In a world in which technology increasingly records our thoughts and records, the Jack Mason Museum is offering a glimpse into the printed past. “Hidden Histories—Diaries, Daybooks, and Ledgers of the Shafter Era (1860s to 1930s)” is on display through July, with a unique perspective on West Marin’s past as recorded in the beautiful handwriting and decorative marbled papers of yesteryear. Carola DeRooy, a member of the museum committee and the archivist for the Point Reyes National Seashore, curated the show.

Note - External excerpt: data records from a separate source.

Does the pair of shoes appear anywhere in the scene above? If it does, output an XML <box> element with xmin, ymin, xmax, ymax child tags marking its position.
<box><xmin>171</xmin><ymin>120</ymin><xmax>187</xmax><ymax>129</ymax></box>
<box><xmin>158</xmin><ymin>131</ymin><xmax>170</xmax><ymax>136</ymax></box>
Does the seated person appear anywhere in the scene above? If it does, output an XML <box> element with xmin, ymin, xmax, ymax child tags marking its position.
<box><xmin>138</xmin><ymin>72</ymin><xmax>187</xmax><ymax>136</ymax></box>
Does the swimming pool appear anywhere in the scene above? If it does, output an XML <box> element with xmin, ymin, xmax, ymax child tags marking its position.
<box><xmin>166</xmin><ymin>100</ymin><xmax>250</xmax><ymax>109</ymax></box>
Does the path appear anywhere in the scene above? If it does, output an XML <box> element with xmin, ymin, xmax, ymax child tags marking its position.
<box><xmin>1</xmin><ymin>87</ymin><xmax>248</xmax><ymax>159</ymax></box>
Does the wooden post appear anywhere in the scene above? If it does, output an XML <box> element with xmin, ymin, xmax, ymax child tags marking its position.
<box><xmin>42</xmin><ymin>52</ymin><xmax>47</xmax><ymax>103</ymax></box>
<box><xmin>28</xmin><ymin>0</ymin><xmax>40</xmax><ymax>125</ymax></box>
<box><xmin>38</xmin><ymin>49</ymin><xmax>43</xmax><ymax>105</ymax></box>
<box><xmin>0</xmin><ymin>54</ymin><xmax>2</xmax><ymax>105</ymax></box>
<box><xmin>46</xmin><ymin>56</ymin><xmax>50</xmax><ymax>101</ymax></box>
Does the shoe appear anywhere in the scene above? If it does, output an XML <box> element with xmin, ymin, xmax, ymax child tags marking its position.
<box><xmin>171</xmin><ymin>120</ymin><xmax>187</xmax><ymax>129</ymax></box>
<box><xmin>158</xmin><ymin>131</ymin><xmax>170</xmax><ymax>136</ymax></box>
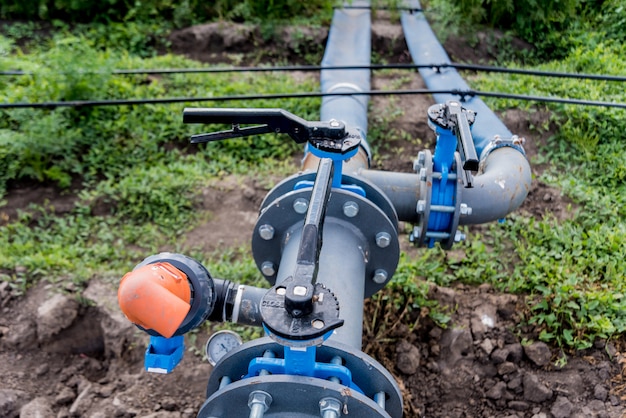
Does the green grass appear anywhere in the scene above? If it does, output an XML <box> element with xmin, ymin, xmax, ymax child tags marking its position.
<box><xmin>410</xmin><ymin>16</ymin><xmax>626</xmax><ymax>349</ymax></box>
<box><xmin>0</xmin><ymin>27</ymin><xmax>320</xmax><ymax>292</ymax></box>
<box><xmin>0</xmin><ymin>4</ymin><xmax>626</xmax><ymax>356</ymax></box>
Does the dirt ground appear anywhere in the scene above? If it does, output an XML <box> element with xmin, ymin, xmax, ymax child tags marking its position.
<box><xmin>0</xmin><ymin>14</ymin><xmax>626</xmax><ymax>418</ymax></box>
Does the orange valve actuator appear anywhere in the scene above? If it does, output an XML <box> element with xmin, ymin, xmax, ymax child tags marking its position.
<box><xmin>117</xmin><ymin>253</ymin><xmax>215</xmax><ymax>338</ymax></box>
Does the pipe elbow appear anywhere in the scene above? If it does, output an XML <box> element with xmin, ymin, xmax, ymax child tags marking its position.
<box><xmin>459</xmin><ymin>147</ymin><xmax>532</xmax><ymax>225</ymax></box>
<box><xmin>117</xmin><ymin>263</ymin><xmax>191</xmax><ymax>338</ymax></box>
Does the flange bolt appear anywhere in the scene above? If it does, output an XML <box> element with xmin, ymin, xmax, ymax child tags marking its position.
<box><xmin>261</xmin><ymin>261</ymin><xmax>276</xmax><ymax>277</ymax></box>
<box><xmin>320</xmin><ymin>397</ymin><xmax>341</xmax><ymax>418</ymax></box>
<box><xmin>248</xmin><ymin>390</ymin><xmax>272</xmax><ymax>418</ymax></box>
<box><xmin>372</xmin><ymin>269</ymin><xmax>388</xmax><ymax>284</ymax></box>
<box><xmin>376</xmin><ymin>232</ymin><xmax>391</xmax><ymax>248</ymax></box>
<box><xmin>293</xmin><ymin>197</ymin><xmax>309</xmax><ymax>215</ymax></box>
<box><xmin>343</xmin><ymin>201</ymin><xmax>359</xmax><ymax>218</ymax></box>
<box><xmin>259</xmin><ymin>224</ymin><xmax>274</xmax><ymax>241</ymax></box>
<box><xmin>459</xmin><ymin>203</ymin><xmax>472</xmax><ymax>216</ymax></box>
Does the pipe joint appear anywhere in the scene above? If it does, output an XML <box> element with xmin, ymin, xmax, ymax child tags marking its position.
<box><xmin>479</xmin><ymin>135</ymin><xmax>526</xmax><ymax>165</ymax></box>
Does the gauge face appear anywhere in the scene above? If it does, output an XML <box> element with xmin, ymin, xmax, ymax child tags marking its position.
<box><xmin>206</xmin><ymin>330</ymin><xmax>242</xmax><ymax>366</ymax></box>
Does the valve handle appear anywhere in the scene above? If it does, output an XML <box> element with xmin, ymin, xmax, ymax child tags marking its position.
<box><xmin>428</xmin><ymin>100</ymin><xmax>479</xmax><ymax>188</ymax></box>
<box><xmin>183</xmin><ymin>108</ymin><xmax>360</xmax><ymax>154</ymax></box>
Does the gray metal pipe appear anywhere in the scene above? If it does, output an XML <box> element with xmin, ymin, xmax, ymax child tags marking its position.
<box><xmin>276</xmin><ymin>217</ymin><xmax>367</xmax><ymax>350</ymax></box>
<box><xmin>320</xmin><ymin>1</ymin><xmax>372</xmax><ymax>133</ymax></box>
<box><xmin>459</xmin><ymin>147</ymin><xmax>532</xmax><ymax>225</ymax></box>
<box><xmin>392</xmin><ymin>0</ymin><xmax>531</xmax><ymax>224</ymax></box>
<box><xmin>354</xmin><ymin>170</ymin><xmax>420</xmax><ymax>222</ymax></box>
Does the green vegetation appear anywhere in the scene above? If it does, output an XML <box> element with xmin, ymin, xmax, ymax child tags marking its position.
<box><xmin>410</xmin><ymin>0</ymin><xmax>626</xmax><ymax>349</ymax></box>
<box><xmin>0</xmin><ymin>27</ymin><xmax>320</xmax><ymax>292</ymax></box>
<box><xmin>0</xmin><ymin>0</ymin><xmax>626</xmax><ymax>356</ymax></box>
<box><xmin>0</xmin><ymin>0</ymin><xmax>334</xmax><ymax>27</ymax></box>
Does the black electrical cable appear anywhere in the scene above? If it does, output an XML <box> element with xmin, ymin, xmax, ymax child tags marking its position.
<box><xmin>0</xmin><ymin>89</ymin><xmax>626</xmax><ymax>109</ymax></box>
<box><xmin>0</xmin><ymin>63</ymin><xmax>626</xmax><ymax>82</ymax></box>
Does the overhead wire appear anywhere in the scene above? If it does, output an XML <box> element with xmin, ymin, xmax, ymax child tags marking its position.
<box><xmin>0</xmin><ymin>63</ymin><xmax>626</xmax><ymax>82</ymax></box>
<box><xmin>0</xmin><ymin>89</ymin><xmax>626</xmax><ymax>109</ymax></box>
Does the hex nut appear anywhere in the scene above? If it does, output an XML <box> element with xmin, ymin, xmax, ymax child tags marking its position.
<box><xmin>372</xmin><ymin>269</ymin><xmax>389</xmax><ymax>284</ymax></box>
<box><xmin>320</xmin><ymin>397</ymin><xmax>342</xmax><ymax>417</ymax></box>
<box><xmin>376</xmin><ymin>232</ymin><xmax>391</xmax><ymax>248</ymax></box>
<box><xmin>293</xmin><ymin>197</ymin><xmax>309</xmax><ymax>215</ymax></box>
<box><xmin>343</xmin><ymin>201</ymin><xmax>359</xmax><ymax>218</ymax></box>
<box><xmin>248</xmin><ymin>390</ymin><xmax>272</xmax><ymax>412</ymax></box>
<box><xmin>259</xmin><ymin>224</ymin><xmax>274</xmax><ymax>241</ymax></box>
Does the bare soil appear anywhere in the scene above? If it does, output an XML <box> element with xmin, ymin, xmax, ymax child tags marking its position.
<box><xmin>0</xmin><ymin>14</ymin><xmax>626</xmax><ymax>418</ymax></box>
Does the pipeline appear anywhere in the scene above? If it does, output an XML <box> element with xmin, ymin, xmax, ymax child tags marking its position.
<box><xmin>113</xmin><ymin>1</ymin><xmax>530</xmax><ymax>418</ymax></box>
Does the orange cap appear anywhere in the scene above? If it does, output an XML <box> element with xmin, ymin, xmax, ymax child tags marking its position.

It begins with the account book of Frank Miller, a blacksmith who lived in Olema. A hardworking man who trained his sons in the business, Miller recorded such tallies as making 286 horseshoes and 20 bolts over the course of a year. Much of his work supported the local agricultural community and the “butter ranchos” of the Point Reyes peninsula. (The rectangular blocks of butter sold to us today in one-pound paper packages might have mystified a 19th century shopper, who purchased butter in two-pound muslin-wrapped rolls or asked their grocer to scoop a lump out of a barrel.) The quality of Point Reyes butter was well known, and the exhibit includes copies of advertising cards and magazine articles lauding it.

Civic life is recorded with an 1886 copy of the Marin County Great Register of Voters. Flipping through the pages, one finds 20 different nationalities just within Point Reyes. The lesser known stories of Chinese immigrants in the community, who worked as sawyers and butter-makers, are told in James Shafter’s day-book records of the amount of wood cut and split for fencing. 

Agriculture as an essential element of West Marin life is a continuing thread through the exhibit, but a new industry is also documented: leisure and recreation. Snipe, quail and deer tallies are noted in a copy of a Fish and Game logbook of the Bear Valley Country Club at Divide Meadow, and photographs show day trippers enjoying the country life—“rusticating”—in the Olema Valley. An Olema Cemetery register records the accidents and illnesses of 19th century life, and diary pages, correspondence and newspapers cover some dramatic and difficult moments in the life of the Shafters. Make a point of spending some time reading through the records. The exhibit is open to the public during regular Inverness Library hours, with an open house planned for July 4 during the annual firehouse races.

Loretta Farley, a Point Reyes Station resident, serves on the Jack Mason Museum Committee of the Inverness Association.